El próximo gobierno y el próximo Congreso tienen el deber histórico de sentarse a negociar unos Pactos del Bicentenario. No se trata de una solución política o de un gesto de buena voluntad. Es una cuestión de vida o muerte. Es una cuestión de supervivencia. O pactamos en los temas esenciales o el país colapsa hasta abrir las puertas del radicalismo. La absurda guerra civil política que nos ha conducido al desastre tiene que terminar. El Estado no puede actuar como un órgano de represión porque eso es propio de las dictaduras, no de las democracias libres. Si queda algo de sentido común, el país debe sentarse a negociar un mínimo común que nos permita llegar al Bicentenario como una sociedad viable, no como la tierra de Caín y Abel. El pacto se impone para salvar al Perú.

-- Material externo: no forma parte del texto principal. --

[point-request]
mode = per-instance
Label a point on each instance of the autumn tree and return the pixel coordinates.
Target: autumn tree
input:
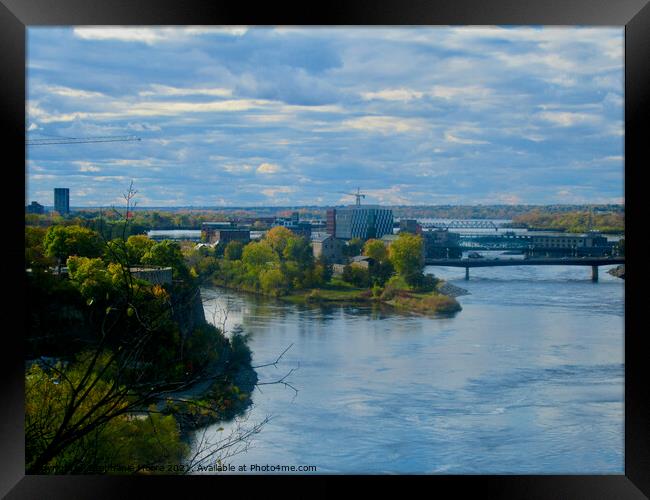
(61, 242)
(406, 254)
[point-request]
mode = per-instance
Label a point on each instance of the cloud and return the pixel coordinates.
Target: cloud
(166, 90)
(70, 92)
(452, 138)
(271, 192)
(467, 113)
(568, 119)
(401, 94)
(383, 124)
(268, 168)
(151, 36)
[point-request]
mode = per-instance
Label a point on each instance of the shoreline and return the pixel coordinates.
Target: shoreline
(441, 300)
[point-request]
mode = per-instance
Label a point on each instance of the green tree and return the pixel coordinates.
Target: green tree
(34, 251)
(353, 248)
(272, 281)
(61, 242)
(376, 249)
(300, 251)
(278, 237)
(233, 250)
(407, 256)
(168, 254)
(258, 255)
(137, 246)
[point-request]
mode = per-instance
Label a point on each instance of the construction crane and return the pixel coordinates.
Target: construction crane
(81, 140)
(358, 195)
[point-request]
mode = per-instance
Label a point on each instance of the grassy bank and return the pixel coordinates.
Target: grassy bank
(339, 292)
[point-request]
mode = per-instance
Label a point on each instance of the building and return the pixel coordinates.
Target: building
(156, 275)
(35, 208)
(592, 243)
(362, 221)
(410, 226)
(294, 224)
(327, 247)
(330, 221)
(224, 233)
(441, 244)
(62, 200)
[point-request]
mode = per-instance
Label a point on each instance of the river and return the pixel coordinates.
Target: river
(527, 379)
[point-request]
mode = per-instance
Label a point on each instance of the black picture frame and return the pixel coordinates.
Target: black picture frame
(634, 15)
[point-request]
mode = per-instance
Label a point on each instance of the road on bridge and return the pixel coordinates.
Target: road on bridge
(594, 262)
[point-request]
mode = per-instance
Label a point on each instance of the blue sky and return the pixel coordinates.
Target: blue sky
(242, 116)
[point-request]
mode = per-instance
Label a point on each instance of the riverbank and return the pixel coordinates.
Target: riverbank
(220, 393)
(618, 271)
(439, 301)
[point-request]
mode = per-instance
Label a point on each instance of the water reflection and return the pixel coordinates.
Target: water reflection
(528, 378)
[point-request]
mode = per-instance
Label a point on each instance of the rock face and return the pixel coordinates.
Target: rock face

No solucionaremos la grave crisis de la salud pública, la postración de la administración estatal y el apocalipsis económico que se avecina si continuamos fomentando un escenario de polarización y violencia. La persecución política tiene que terminar. Todos los esfuerzos nacionales deben conducirnos a gestionar la hecatombe del Bicentenario o de lo contrario el Perú quedará exangüe y demolido. La guerra con Chile nos pilló desunidos, la derrota fue larvada en nuestro cainismo fratricida. O pactamos por nuestros hijos o el abismo de la división destruirá lo que queda de la democracia peruana.

La clase dirigente debe comprender que no habrá una victoria total para ninguna facción. Muy por el contrario, todos son debilitados en un gobierno jacobino, todos salen derrotados, lo que siempre es aprovechado por el bonapartismo autocrático. O democracia o tiranía. A eso se reduce la cuestión.